THE NEW YORK TIMES - Quase seis semanas após o início da guerra entre Rússia e Ucrânia, começo a me perguntar se este conflito não é nossa primeira guerra mundial verdadeira — muito mais do que a 1.ª Guerra ou a 2.ª Guerra jamais foram. Nesta guerra, que considero uma “Guerra Mundial Conectada”, virtualmente qualquer um no planeta pode observar combates em detalhe, participar de alguma maneira ou ser afetado economicamente — não importa onde viva.

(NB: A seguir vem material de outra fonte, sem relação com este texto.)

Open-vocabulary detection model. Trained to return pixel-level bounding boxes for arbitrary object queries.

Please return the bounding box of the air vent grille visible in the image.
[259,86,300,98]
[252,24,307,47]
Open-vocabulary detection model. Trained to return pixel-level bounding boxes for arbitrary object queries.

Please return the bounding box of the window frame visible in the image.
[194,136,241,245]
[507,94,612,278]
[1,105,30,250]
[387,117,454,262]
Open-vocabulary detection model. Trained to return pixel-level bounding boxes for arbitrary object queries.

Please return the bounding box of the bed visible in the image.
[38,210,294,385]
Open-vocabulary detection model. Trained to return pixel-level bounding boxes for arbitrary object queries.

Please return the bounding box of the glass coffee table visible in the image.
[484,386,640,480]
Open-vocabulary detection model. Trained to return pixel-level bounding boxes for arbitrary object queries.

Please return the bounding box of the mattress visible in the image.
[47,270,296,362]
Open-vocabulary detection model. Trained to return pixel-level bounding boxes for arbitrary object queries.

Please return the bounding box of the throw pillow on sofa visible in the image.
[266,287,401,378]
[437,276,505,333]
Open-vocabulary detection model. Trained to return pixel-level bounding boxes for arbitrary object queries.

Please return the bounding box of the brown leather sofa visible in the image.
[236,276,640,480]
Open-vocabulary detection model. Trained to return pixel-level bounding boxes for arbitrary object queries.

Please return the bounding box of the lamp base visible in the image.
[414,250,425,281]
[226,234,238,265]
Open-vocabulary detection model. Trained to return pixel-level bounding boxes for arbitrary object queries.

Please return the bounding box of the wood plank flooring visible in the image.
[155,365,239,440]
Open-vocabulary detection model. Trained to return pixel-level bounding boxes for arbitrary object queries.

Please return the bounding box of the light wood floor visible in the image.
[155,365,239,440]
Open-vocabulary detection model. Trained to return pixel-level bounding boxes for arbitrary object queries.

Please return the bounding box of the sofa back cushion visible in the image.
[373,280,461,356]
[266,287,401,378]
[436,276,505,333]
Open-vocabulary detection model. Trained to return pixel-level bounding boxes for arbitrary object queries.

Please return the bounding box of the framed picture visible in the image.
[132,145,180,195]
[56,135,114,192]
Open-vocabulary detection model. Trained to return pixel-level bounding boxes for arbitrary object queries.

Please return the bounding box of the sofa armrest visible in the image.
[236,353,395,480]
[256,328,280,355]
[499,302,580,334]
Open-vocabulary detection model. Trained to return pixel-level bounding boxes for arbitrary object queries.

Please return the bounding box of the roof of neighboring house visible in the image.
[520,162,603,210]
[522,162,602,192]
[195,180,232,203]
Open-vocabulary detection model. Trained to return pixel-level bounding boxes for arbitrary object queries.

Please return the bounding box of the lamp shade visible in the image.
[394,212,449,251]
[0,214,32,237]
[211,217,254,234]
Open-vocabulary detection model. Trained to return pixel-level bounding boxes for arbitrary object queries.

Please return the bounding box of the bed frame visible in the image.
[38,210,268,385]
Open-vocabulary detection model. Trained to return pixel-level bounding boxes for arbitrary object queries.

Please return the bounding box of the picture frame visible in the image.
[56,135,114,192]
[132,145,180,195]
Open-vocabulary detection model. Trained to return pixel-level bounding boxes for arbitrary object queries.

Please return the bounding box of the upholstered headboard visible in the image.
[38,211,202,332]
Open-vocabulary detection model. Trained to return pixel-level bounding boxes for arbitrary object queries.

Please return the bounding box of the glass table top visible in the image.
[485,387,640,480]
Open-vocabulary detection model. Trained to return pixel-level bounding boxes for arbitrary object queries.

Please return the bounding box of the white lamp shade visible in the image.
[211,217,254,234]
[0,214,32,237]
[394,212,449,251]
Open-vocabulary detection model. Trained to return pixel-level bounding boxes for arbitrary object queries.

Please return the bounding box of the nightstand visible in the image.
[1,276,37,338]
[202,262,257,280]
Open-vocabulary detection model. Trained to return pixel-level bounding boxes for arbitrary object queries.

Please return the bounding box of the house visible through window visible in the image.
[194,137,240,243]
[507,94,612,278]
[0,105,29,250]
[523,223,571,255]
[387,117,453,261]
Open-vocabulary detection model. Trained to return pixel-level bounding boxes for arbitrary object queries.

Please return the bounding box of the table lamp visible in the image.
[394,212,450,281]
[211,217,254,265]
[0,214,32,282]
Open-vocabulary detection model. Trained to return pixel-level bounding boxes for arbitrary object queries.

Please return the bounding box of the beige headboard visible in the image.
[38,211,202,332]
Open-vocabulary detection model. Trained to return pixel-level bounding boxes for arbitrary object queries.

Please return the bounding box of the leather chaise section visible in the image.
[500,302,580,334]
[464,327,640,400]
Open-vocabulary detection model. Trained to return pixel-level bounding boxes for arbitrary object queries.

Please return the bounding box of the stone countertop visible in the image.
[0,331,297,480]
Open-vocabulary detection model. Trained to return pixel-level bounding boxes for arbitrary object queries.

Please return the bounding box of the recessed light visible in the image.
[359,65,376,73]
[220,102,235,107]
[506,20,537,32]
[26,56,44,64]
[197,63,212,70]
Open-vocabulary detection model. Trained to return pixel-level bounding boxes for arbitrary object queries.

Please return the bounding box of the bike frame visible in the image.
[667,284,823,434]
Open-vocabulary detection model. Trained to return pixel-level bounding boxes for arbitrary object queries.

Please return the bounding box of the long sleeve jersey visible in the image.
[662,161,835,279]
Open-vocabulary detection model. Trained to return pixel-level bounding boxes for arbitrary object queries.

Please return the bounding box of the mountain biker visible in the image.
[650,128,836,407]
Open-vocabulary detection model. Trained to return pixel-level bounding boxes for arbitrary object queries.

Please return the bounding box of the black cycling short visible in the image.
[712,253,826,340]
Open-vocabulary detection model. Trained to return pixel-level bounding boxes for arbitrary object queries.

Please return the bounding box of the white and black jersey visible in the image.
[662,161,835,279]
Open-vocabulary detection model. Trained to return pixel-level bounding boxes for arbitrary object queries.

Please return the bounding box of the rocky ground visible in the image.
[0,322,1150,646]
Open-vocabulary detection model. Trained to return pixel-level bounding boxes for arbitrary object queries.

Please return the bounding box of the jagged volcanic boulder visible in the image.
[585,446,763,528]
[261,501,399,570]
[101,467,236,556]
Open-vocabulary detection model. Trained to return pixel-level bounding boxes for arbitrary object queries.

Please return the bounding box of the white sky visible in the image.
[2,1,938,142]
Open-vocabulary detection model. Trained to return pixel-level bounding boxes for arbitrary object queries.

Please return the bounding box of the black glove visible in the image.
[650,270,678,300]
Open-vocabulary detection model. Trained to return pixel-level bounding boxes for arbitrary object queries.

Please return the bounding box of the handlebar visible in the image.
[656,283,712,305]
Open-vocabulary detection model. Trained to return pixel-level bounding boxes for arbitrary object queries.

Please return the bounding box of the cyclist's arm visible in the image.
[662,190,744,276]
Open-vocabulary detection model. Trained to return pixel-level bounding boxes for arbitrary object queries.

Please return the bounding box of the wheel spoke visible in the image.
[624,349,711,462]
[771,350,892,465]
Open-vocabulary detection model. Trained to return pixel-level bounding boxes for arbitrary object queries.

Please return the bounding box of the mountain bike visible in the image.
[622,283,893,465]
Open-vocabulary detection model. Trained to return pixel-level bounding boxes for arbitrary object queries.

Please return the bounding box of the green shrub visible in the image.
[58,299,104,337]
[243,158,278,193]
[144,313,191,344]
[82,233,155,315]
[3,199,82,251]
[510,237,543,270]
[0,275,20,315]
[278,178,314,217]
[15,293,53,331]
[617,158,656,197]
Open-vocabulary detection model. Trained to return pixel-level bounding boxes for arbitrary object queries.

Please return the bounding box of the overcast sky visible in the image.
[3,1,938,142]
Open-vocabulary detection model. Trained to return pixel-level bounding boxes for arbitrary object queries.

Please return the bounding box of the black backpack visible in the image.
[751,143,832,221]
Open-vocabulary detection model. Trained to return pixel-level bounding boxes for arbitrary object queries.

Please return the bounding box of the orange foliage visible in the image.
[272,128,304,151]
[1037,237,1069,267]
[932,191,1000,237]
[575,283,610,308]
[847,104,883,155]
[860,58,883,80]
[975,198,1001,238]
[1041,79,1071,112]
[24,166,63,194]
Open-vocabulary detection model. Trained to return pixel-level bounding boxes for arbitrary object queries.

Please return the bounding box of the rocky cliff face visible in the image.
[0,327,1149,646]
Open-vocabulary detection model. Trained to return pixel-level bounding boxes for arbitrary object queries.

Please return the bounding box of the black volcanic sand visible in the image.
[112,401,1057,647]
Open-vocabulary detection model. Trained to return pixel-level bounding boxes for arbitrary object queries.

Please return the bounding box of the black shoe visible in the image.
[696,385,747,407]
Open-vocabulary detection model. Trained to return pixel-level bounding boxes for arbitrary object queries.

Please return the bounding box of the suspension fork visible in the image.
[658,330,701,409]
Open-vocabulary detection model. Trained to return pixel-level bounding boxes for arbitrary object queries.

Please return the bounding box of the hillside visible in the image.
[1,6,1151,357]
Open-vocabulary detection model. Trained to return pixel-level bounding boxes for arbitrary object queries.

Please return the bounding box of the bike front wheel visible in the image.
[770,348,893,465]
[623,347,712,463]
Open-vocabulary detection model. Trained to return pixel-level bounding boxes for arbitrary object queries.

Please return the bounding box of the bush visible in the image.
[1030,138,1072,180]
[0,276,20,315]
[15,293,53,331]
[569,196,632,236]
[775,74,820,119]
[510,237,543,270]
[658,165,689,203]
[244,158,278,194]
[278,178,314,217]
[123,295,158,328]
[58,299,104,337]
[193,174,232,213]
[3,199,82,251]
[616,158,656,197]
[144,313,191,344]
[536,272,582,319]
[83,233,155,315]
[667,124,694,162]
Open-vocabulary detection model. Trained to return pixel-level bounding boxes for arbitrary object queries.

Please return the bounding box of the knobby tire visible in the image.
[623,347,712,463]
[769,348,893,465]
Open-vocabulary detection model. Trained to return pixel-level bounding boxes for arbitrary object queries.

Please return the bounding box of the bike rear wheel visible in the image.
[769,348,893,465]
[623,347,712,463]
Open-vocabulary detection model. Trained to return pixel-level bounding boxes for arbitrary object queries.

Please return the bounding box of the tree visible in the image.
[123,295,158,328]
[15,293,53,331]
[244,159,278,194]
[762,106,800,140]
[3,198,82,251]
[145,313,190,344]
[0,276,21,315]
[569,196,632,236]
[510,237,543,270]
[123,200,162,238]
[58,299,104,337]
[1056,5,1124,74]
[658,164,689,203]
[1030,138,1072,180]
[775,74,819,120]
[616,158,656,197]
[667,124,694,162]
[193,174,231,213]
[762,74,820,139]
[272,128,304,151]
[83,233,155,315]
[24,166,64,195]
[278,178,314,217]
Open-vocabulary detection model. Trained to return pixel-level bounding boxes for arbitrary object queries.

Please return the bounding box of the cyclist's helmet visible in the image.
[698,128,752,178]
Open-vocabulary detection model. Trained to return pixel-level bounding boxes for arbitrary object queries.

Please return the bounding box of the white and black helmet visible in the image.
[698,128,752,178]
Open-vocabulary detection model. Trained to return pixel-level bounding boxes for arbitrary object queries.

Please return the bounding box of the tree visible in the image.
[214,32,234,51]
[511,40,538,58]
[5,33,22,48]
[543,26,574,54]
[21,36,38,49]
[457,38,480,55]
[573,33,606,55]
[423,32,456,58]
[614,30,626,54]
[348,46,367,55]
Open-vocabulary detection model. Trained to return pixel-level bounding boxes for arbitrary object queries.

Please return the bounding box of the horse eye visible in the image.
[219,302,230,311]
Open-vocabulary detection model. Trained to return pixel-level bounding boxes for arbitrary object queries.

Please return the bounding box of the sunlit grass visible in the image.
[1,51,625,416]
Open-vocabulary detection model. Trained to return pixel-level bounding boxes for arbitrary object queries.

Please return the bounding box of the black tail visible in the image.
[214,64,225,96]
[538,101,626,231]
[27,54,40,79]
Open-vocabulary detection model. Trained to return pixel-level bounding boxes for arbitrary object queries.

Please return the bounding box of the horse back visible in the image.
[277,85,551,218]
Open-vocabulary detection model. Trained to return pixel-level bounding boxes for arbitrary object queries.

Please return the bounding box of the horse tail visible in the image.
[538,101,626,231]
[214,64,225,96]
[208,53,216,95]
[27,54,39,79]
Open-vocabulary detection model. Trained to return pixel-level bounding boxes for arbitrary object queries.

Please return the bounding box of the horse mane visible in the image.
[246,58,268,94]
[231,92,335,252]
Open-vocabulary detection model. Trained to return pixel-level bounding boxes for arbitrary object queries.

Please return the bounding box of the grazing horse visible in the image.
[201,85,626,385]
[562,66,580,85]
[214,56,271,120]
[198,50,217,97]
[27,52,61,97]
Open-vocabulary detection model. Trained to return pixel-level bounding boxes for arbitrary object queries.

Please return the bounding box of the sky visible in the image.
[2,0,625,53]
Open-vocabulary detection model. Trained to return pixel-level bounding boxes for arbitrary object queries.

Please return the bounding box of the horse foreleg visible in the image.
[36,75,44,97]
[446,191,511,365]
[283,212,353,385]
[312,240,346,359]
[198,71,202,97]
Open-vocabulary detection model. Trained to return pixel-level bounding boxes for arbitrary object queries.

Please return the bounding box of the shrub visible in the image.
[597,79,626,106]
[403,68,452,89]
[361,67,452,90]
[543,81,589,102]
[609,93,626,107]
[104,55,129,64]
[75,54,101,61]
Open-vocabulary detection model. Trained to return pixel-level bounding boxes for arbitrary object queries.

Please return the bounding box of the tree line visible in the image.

Ainda que a batalha terrestre que desencadeou a Guerra Mundial Conectada seja ostensivamente sobre quem deveria controlar a Ucrânia, não se deixe enganar. Este conflito se transformou rapidamente na “grande batalha” entre os dois sistemas políticos mais dominantes do mundo atual: o livre mercado e “a democracia do Estado de Direito versus a cleptocracia autoritária”, ressaltou-me o especialista sueco em economia russa Anders Aslund.

Apesar desta guerra estar longe de acabar, e Vladimir Putin ainda ser capaz de encontrar uma maneira de vencer e se fortalecer, se ele não conseguir, o conflito poderia virar um divisor de águas na luta entre sistemas democráticos e não democráticos. Vale lembrar que a 2.ª Guerra pôs fim ao fascismo e que a Guerra Fria pôs fim ao comunismo ortodoxo — até na China, eventualmente. Então, o que vier a acontecer nas ruas de Kiev, em Mariupol e na região do Donbas poderia influenciar sistemas políticos muito além da Ucrânia e muito adiante no futuro.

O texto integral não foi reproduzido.